The one regrettable dampener on the good vibes, ‘H.A.N.’, must be addressed. A standard “fuck the little guy” trope, already so over-saturated in the rap world, its sins are twofold. For one, these songs have long needed to die: in a musical world that so respects the hustle, and full of artists glad to admit they spent years handing out their music from their trunks, pressing demos or freestyles on any “name” artist they managed to meet, they'd no doubt have jumped at the sort of opportunities .Paak so readily mocks here. Secondly, as an artist so newly minted into success from the struggle himself, it's particularly disappointing from .Paak; what's more, it simply doesn't suit him. He has grown so omnipresent from his innate likable energy, feeling like the kind of young boss who can roll into any situation comfortably. Thankfully, he spends most of the album in this much more agreeable zone, and the LP greatly benefits from it.

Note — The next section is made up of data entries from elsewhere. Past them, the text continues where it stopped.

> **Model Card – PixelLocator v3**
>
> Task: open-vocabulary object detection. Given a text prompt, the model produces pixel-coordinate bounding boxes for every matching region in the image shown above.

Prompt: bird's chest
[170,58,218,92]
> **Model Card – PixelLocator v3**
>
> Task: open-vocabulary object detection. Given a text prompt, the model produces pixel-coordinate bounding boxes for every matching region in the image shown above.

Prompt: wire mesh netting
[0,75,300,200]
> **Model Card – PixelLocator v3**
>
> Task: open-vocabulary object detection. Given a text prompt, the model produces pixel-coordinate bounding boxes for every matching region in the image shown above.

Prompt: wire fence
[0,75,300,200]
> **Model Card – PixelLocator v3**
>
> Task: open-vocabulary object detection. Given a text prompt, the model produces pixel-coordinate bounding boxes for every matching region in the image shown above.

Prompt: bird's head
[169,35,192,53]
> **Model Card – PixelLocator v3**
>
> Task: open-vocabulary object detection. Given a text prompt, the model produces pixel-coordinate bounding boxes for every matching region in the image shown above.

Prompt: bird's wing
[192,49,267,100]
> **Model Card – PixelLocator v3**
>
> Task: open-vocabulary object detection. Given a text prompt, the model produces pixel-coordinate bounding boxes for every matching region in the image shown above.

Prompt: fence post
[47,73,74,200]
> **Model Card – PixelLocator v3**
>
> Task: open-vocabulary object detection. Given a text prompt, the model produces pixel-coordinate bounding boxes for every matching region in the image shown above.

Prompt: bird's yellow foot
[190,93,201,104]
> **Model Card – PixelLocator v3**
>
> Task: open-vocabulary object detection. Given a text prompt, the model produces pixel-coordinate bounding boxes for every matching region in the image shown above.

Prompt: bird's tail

It’s .Paak’s banner year, and its capper, Yes Lawd!, seems to further indicate that he has quite the future ahead of him. What remains to come is his decisive statement. While it's endlessly enjoyable throughout, what we have here feels like a placeholder, a victory lap. Nonetheless, in a year full of R&B records bearing so much weight, it can feel a bit light in intent. There's few albums in his lane this year that can beat it for sheer vibes, and .Paak is clearly taking delight in his newfound audience – for whom this album surely also feels like a thank you note – but one can't help but look forward to the man at the helm deciding just what he wants to say to them next.